One of the most important factors that contribute to the success of a machine learning model is a good training objective. Training objective crucially influences the model's performance and generalization capabilities. This paper specifically focuses on graph neural network training objective for link prediction, which has not been explored in the existing literature. Here, the training objective includes, among others, a negative sampling strategy, and various hyperparameters, such as edge message ratio which controls how training edges are used. Commonly, these hyperparameters are fine-tuned by complete grid search, which is very time-consuming and model-dependent.

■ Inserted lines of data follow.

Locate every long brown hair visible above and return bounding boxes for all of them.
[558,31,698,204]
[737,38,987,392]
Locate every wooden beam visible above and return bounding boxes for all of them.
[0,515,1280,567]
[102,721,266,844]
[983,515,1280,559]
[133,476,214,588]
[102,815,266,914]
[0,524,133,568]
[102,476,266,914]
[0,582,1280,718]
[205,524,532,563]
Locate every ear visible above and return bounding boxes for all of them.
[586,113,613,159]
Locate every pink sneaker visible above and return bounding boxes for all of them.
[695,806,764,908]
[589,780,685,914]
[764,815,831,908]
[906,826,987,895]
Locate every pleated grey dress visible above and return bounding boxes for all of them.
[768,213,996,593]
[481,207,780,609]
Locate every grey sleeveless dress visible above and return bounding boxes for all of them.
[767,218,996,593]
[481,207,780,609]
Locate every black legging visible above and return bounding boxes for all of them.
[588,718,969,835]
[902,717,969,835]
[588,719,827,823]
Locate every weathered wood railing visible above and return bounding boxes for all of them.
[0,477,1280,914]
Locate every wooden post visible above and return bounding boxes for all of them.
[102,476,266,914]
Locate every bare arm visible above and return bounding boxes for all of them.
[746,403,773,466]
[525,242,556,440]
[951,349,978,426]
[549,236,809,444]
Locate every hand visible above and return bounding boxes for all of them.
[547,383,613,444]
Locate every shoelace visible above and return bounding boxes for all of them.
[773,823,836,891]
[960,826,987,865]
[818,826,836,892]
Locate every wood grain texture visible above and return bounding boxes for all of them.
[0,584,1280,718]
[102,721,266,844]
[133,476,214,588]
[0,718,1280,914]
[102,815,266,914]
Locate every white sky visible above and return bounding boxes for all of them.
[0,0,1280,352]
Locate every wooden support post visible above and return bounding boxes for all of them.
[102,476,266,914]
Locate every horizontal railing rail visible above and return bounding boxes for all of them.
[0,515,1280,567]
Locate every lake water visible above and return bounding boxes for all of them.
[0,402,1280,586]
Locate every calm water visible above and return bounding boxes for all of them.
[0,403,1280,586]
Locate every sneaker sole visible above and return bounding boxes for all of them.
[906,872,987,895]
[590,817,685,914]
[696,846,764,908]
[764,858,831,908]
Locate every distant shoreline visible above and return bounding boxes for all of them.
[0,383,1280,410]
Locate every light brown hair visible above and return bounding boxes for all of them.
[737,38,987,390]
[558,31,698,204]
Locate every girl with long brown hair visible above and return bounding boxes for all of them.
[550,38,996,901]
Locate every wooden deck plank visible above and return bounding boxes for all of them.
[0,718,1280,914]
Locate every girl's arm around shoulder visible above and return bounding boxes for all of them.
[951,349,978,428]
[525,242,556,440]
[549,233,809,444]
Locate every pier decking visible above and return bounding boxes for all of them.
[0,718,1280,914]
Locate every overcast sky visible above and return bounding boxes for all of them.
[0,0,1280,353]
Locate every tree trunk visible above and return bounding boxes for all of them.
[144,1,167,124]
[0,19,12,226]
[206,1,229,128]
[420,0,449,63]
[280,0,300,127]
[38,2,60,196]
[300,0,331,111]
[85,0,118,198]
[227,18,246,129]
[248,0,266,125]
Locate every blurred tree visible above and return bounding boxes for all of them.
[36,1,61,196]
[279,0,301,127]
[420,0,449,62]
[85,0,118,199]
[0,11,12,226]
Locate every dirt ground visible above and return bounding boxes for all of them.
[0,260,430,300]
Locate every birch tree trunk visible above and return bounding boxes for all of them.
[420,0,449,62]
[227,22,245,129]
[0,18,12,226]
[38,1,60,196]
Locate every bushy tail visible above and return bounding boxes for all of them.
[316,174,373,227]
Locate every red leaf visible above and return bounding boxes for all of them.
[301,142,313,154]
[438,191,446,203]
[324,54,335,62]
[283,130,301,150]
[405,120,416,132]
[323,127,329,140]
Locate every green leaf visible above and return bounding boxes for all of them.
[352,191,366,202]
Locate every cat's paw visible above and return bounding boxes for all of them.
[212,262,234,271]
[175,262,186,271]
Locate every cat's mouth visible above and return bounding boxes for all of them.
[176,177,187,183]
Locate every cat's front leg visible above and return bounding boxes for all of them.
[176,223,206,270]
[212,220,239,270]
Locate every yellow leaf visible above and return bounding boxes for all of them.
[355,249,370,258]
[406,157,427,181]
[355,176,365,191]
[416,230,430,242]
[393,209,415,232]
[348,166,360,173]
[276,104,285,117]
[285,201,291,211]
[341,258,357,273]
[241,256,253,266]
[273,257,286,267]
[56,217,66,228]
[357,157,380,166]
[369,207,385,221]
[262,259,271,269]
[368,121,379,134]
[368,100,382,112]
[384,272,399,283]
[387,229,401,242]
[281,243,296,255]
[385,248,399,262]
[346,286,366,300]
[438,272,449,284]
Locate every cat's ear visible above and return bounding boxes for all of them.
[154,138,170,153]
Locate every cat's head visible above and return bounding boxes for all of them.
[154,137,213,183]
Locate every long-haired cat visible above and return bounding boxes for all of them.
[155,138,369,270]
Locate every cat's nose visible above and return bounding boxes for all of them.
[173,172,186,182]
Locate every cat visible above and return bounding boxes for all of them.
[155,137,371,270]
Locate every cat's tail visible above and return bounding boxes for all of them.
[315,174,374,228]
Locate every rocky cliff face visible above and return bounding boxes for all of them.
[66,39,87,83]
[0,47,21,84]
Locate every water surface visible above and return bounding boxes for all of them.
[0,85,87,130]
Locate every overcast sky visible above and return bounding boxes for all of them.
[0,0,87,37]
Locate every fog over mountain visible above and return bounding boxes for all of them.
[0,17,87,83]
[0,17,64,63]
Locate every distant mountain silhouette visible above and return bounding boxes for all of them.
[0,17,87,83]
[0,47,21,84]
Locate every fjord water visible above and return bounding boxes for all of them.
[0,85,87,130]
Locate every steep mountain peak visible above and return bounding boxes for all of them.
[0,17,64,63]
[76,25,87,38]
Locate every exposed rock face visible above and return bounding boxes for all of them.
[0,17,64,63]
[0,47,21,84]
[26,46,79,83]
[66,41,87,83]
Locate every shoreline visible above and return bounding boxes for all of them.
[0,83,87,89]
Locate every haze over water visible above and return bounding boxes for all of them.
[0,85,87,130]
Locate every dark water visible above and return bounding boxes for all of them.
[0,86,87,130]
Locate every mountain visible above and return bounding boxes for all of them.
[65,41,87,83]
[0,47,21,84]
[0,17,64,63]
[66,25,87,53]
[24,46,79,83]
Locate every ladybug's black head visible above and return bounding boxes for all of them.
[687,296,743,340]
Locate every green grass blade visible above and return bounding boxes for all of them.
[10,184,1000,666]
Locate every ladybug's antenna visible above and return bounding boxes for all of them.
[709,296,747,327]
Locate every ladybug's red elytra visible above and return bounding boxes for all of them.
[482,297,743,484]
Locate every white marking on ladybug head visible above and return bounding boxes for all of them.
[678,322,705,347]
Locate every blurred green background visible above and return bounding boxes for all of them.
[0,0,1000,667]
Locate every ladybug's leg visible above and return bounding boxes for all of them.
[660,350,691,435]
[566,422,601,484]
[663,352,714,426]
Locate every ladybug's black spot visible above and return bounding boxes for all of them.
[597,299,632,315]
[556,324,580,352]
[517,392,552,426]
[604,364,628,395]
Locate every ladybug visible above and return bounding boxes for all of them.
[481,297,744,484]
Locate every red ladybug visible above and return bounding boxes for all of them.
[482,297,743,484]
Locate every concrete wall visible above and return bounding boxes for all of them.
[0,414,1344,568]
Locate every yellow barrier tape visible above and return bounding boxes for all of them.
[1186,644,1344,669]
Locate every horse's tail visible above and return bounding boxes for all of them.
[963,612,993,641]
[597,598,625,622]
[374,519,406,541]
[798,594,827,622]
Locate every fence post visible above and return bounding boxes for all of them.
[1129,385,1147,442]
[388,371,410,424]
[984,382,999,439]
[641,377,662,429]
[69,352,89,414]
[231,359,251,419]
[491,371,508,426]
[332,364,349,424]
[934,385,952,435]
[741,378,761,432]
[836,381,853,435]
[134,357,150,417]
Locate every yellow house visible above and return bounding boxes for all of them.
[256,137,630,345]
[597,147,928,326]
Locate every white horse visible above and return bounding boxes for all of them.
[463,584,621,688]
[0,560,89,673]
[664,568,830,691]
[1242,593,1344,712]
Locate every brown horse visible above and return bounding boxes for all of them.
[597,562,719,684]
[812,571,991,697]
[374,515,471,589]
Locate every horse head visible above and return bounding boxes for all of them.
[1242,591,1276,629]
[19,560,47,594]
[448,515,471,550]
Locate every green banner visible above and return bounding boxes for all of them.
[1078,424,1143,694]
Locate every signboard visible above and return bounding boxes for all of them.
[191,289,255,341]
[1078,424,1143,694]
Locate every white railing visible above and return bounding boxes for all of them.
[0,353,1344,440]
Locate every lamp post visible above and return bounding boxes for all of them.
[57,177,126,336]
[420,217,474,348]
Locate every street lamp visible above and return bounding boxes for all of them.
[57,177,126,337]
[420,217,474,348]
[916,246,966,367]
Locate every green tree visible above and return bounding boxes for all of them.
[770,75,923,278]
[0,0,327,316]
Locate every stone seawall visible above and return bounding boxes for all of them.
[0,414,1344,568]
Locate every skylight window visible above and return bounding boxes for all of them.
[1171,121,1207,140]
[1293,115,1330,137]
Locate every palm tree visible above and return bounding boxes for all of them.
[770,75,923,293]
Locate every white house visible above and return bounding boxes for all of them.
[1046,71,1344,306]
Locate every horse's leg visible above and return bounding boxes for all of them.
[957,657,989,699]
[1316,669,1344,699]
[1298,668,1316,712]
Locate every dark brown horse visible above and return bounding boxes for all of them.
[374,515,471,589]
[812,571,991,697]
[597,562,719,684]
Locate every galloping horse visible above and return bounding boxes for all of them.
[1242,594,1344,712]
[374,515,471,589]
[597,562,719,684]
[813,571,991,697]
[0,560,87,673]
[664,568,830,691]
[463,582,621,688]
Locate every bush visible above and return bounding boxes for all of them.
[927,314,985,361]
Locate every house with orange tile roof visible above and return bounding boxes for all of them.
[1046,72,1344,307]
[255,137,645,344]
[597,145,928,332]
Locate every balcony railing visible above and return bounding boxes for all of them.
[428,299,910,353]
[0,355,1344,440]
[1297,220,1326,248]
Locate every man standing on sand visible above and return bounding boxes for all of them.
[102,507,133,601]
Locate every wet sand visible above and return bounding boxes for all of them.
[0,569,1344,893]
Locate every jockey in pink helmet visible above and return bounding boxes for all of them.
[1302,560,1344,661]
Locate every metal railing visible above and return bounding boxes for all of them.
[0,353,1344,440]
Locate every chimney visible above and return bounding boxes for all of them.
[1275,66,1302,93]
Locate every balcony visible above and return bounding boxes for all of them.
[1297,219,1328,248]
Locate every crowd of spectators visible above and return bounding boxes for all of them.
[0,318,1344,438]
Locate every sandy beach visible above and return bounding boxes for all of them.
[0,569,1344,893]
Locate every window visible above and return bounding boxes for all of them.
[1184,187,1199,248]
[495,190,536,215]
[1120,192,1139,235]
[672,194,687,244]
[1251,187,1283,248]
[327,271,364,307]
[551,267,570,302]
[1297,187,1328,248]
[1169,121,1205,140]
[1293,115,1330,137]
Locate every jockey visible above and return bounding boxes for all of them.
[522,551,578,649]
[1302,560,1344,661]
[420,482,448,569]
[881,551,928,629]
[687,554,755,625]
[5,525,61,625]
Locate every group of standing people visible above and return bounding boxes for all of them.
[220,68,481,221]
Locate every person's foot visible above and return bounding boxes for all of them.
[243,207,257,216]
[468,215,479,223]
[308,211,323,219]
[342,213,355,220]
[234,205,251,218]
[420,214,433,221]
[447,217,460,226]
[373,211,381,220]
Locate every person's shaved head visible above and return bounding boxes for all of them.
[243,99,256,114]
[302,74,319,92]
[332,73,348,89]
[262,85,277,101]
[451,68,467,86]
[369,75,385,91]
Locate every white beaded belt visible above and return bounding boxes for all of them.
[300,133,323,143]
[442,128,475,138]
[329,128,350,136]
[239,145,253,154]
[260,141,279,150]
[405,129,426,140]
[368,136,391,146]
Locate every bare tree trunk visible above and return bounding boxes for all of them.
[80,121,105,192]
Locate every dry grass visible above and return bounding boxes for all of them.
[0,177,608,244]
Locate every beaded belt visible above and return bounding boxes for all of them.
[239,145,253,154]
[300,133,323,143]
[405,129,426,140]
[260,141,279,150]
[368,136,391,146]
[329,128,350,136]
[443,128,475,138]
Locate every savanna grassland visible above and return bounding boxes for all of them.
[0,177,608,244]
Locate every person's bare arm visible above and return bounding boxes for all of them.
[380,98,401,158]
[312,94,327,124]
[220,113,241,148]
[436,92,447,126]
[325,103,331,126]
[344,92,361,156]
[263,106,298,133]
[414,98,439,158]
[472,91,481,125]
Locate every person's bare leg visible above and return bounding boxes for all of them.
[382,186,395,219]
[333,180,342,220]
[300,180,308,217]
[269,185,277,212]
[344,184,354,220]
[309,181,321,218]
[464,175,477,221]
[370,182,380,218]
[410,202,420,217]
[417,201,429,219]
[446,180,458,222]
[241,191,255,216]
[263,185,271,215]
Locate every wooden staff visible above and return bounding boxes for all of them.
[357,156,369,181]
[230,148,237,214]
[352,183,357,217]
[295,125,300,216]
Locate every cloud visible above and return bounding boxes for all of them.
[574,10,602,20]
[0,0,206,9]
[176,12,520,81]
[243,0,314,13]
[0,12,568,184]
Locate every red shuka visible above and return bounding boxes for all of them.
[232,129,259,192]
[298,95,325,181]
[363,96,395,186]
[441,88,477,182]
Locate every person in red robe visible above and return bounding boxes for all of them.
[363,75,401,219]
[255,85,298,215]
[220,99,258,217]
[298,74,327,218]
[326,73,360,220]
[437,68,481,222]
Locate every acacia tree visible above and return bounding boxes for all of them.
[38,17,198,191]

To mitigate these limitations, we propose Adaptive Grid Search (AdaGrid), which dynamically adjusts the edge message ratio during training. It is model agnostic and highly scalable with a fully customizable computational budget. Through extensive experiments, we show that AdaGrid can boost the performance of the models up to $1.9\%$ while being nine times more time-efficient than a complete search. Overall, AdaGrid represents an effective automated algorithm for designing machine learning training objectives.